Once they hear the word shark, the children on the boat drop their poles and race to us. It appears to be a baby hammerhead. DeToro carries it in a manner that prevents it from biting anyone. He lets a couple of the kids hold it before throwing it back into the ocean alive. From then on, everyone on the boat refers to me as the Shark Catcher.
The Keys are also home to people striving to save creatures of the sea. So I drive 23 miles south to the Dolphin Research Center on Grassy Key at Mile Marker 59.
The 90,000-square-foot center has 10 lagoons and a sea lion habitat. Its residents include 27 bottlenose dolphins and four California sea lions. More than half of them were born at the center. Others were rescued, rehabilitated and determined to be un-releasable into the wild because of their condition.
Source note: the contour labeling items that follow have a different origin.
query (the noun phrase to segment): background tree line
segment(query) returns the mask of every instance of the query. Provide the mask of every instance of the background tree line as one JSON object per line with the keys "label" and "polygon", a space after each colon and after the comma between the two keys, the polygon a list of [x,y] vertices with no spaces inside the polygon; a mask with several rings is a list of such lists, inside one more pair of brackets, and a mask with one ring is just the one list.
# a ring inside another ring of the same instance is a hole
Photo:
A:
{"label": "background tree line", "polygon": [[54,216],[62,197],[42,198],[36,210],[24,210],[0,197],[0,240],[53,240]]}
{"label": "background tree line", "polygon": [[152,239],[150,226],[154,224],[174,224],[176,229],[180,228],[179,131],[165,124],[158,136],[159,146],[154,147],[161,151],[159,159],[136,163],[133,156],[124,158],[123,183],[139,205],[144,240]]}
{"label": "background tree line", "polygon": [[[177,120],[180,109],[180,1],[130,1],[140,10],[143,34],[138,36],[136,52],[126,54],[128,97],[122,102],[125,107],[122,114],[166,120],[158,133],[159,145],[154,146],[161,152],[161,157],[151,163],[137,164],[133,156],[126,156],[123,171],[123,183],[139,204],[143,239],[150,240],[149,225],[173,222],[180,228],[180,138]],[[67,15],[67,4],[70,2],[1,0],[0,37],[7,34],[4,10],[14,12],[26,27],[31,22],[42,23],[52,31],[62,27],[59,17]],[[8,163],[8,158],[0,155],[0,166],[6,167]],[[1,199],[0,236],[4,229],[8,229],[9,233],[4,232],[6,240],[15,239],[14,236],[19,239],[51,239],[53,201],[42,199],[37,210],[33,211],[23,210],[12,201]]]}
Jax, for instance, had been attacked by a shark and was found swimming alone in theSt. John’s River in Jacksonville. Louie was stranded alive on a beach in Louisiana after an oil spill last year. When he was rescued, he was covered in oil and given a low chance of surviving.
Each animal has a biography printed in baseball card fashion. There’s Karen the sea lion, born May 31, 1987. She’s a retired show-girl who performed at Universal Studios. Now in her “golden years,” she is blind, not uncommon for sea lions her age, I learn from her bio.
“She is a lover and enjoys being kissed and hugged. She usually swims with her head above the surface to hear and feel her way around her habitat,” her bio reads.
Visitors can choose from a number or presentations and educational activities throughout the day, but the dolphins are never forced to participate in anything unless they want to. “It’s all on the animals’ time,” says Mary Stella, director of media and marketing at the center.
Eleven miles south at Mile Marker 48.5, I visit another facility with a similar mission but a different animal to save. There are seven species of sea turtles, and six are listed as threatened or endangered. The Turtle Hospital in Marathon, right next door to my hotel, Tranquility Bay Resort, has four of the species at the moment. The hospital has 51 patients and 12 non-releasable sea turtles.
Many of the turtles who land at the hospital are rescued. They get injured by trash or boat strikes or come down with diseases, our guide, Megan Mertsock, tells us during one of the regularly scheduled tours.
Our group visits the sick turtles in their tanks, including Timmy, a green turtle who accidentally ingested a fish hook and was admitted to the hospital in July. Lil’ Susie, and many of the other turtles, have fibropapilloma, a disease that produces tumors. The turtles are named after the people who called in to get them rescued. And many residents of the Keys do.
I’m reminded of what Appel, the innkeeper, said about visitors to the Keys. “They’re really looking for this natural experience,” he says.